Updated the title (removed CDP launch info), prioritizing for the 2.1 milestone.

jrhemstad commented 2 years ago

In an offline discussion with @allisonvacanti I was surprised to learn that thrust::device is expected to work in device code when relocatable device code (rdc) is not enabled.

In this scenario, it is expected that the algorithm will behave equivalently to thrust::seq.

I verified that explicitly using thrust::seq in @zasdfgbnm's reproducer produces the correct results:

#include <thrust/binary_search.h>
#include <thrust/execution_policy.h>
#include <stdio.h>
#include <type_traits>

__global__ void lowerbound(float inp_val) {
    constexpr int size = 6;
    float a[size] = {0.1, 0.2, 0.4, 0.6, 0.8, 1.};
    auto result = thrust::lower_bound(thrust::seq, a, a + size, inp_val);
    printf("%ld\n", result - a);
}

int main() {
    lowerbound<<<1,1>>>(0.0);
    lowerbound<<<1,1>>>(0.1);
    lowerbound<<<1,1>>>(0.2);
    lowerbound<<<1,1>>>(0.3);
    lowerbound<<<1,1>>>(0.4);
    lowerbound<<<1,1>>>(0.5);
    cudaDeviceSynchronize();
}
...
0
0
1
2
2
3

So clearly something bad is happening in the translation of thrust::device to the equivalent of thrust::seq/thrust::generic.

jrhemstad commented 2 years ago

I'm still baffled by the expectation that thrust::device inside a kernel does not imply CDP.

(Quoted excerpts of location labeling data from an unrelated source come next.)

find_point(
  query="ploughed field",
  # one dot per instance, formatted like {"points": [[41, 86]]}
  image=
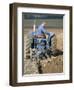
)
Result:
{"points": [[53, 64]]}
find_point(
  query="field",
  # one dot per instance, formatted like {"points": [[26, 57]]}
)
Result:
{"points": [[54, 64]]}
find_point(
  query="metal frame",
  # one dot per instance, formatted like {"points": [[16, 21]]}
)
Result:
{"points": [[13, 43]]}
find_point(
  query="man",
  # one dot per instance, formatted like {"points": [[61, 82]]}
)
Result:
{"points": [[41, 32]]}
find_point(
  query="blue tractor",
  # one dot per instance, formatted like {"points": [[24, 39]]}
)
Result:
{"points": [[42, 48]]}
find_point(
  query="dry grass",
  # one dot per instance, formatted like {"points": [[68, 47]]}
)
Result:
{"points": [[51, 65]]}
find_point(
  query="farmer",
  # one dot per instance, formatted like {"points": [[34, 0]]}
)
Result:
{"points": [[41, 32]]}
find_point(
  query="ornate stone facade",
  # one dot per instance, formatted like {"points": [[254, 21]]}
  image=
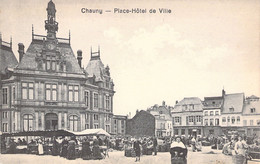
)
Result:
{"points": [[49, 90]]}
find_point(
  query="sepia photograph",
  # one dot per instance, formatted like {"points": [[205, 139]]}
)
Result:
{"points": [[130, 81]]}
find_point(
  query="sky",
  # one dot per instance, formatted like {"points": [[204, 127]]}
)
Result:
{"points": [[198, 49]]}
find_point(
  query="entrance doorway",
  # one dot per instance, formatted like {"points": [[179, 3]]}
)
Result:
{"points": [[51, 121]]}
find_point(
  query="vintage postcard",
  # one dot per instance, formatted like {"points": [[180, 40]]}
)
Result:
{"points": [[130, 81]]}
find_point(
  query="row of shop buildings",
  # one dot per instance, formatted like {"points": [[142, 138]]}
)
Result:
{"points": [[48, 89], [225, 114]]}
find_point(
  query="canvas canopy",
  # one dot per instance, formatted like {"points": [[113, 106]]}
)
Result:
{"points": [[91, 132]]}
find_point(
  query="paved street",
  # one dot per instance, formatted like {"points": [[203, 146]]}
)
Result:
{"points": [[117, 157]]}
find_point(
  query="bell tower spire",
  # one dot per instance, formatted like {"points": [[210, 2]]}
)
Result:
{"points": [[50, 24]]}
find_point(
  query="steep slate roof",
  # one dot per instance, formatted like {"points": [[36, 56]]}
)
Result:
{"points": [[253, 97], [188, 101], [36, 46], [156, 111], [7, 58], [235, 101], [96, 68], [251, 104]]}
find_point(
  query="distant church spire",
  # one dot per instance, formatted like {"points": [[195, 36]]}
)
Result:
{"points": [[50, 24]]}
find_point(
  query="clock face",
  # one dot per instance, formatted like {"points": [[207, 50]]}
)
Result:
{"points": [[50, 46]]}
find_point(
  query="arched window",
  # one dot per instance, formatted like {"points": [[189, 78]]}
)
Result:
{"points": [[73, 123], [233, 120], [238, 119], [27, 122], [223, 119]]}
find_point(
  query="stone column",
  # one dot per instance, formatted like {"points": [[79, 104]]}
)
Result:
{"points": [[36, 120], [82, 118], [42, 119], [16, 121], [59, 121], [65, 121]]}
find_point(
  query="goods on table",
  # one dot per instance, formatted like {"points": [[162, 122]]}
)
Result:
{"points": [[254, 151]]}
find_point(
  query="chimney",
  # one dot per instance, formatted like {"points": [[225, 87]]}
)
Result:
{"points": [[20, 51], [223, 92], [79, 57], [163, 103]]}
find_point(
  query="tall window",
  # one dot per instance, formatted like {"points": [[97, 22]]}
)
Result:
{"points": [[217, 113], [211, 122], [244, 122], [251, 122], [107, 102], [27, 122], [51, 92], [95, 126], [252, 110], [86, 98], [4, 114], [73, 93], [182, 131], [95, 117], [198, 118], [233, 120], [14, 94], [73, 122], [223, 119], [176, 131], [216, 121], [206, 122], [4, 95], [5, 127], [177, 119], [238, 119], [27, 91], [108, 128], [95, 100], [191, 119], [51, 63]]}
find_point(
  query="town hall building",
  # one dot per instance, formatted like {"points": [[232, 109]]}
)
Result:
{"points": [[48, 89]]}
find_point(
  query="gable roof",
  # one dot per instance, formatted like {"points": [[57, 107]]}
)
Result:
{"points": [[251, 104], [96, 68], [235, 101], [188, 101], [7, 58], [28, 61]]}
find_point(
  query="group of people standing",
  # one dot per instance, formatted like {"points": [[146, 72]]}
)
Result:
{"points": [[237, 147], [138, 144], [66, 147]]}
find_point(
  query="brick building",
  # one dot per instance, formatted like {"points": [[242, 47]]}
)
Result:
{"points": [[48, 89], [119, 125], [187, 117], [142, 124]]}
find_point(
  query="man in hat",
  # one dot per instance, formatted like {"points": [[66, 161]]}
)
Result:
{"points": [[155, 143]]}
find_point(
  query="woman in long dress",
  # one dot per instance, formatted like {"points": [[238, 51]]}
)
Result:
{"points": [[86, 151], [64, 148], [71, 149], [137, 148], [55, 147], [96, 150], [40, 147], [240, 150]]}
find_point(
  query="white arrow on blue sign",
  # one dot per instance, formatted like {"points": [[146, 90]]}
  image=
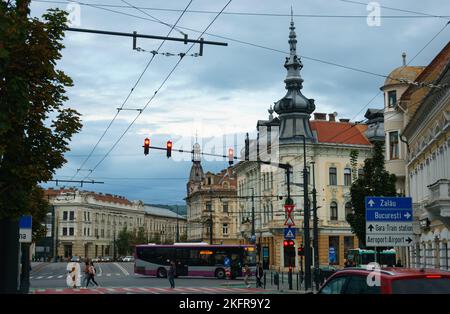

Looking at the generated PTX, invoking thrust::lower_bound(thrust::device,...) is definitely attempting to use CDP: https://godbolt.org/z/K7fMsPPKK

fkallen commented 2 years ago

I think the issue is in the usage of cross-system copy_n: https://github.com/NVIDIA/thrust/blob/main/thrust/system/detail/generic/binary_search.inl#L153

For example, for lowerbound<<<1,1>>>(0.5); using thrust::device works if copy_n is replaced by ordinary assignments

  thrust::detail::temporary_array<T,DerivedPolicy>          d_value(exec,1);
  thrust::detail::temporary_array<OutputType,DerivedPolicy> d_output(exec,1);

  (*d_value.begin()) = value;

  // perform the query
  thrust::system::detail::generic::detail::binary_search(exec, begin, end, d_value.begin(), d_value.end(), d_output.begin(), comp, func);

  OutputType output;
  output = *d_output.begin();

  return output;

I also tried to add assert((*d_value.begin()) == value); after the first copy_n. This assertion fails in above test case when thrust::device is used.

Stepping through the code using cuda-gdb seems impossible because of an Illegal Instruction error during execution when compiled with -G

weiguangzhao commented 1 year ago

Looking forward to the updated version. And ”thrust::seq“ works for me.